For Biden, the issue of race has made for one long and crazy ride. Who would have thought that someone who built much of his political career on protecting white people from Black people would wrap up that career vowing to protect Black people from white people?

By zeroing in on civil rights, do you suppose Biden is trying to atone for past sins? I doubt it. I think he’s running a con.
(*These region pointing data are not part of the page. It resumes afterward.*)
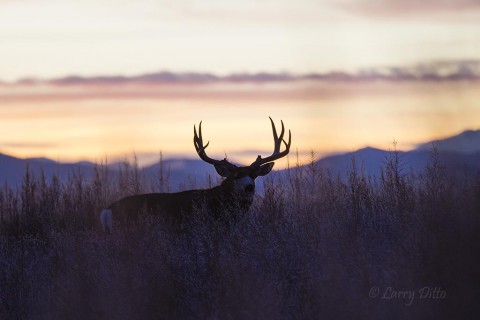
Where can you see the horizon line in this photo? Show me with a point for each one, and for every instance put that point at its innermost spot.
(436, 70)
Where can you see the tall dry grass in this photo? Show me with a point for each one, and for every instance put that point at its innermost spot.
(313, 246)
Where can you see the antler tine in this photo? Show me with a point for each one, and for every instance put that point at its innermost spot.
(200, 148)
(277, 145)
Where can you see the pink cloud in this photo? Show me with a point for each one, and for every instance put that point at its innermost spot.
(392, 8)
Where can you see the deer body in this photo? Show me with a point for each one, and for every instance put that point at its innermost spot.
(224, 202)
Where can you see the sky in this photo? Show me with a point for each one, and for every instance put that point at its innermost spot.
(45, 39)
(52, 38)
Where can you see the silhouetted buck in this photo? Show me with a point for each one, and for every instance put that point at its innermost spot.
(234, 194)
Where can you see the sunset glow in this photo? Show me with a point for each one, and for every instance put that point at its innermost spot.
(48, 39)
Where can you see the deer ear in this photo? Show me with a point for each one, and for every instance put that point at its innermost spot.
(222, 170)
(265, 169)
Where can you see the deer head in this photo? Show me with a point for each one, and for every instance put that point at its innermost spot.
(242, 179)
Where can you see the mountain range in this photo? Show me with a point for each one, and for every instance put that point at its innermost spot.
(431, 71)
(460, 154)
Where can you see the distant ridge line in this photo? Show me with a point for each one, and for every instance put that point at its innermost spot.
(433, 71)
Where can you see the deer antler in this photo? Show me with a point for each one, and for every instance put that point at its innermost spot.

Does anyone seriously think that Biden — the former senator who authored the racist 1994 crime bill and then joked that the bill did “everything but hang people for jaywalking,” the father of mass incarcerat­ion for nonwhite offenders, the 2020 presidenti­al candidate who was essentiall­y called a racist by his future vice president for opposing forced busing in the 1970s and keeping company with Southern segregatio­nists, the classic white liberal who thinks Black women don’t know “how to raise their children” without the help of white social workers who tell them to “make sure you have the record player on at night” — is the one who can bring together Americans of different colors?

People, please. Biden isn’t the solution to America’s racial woes. How could that be? He has spent his whole life being part of the problem.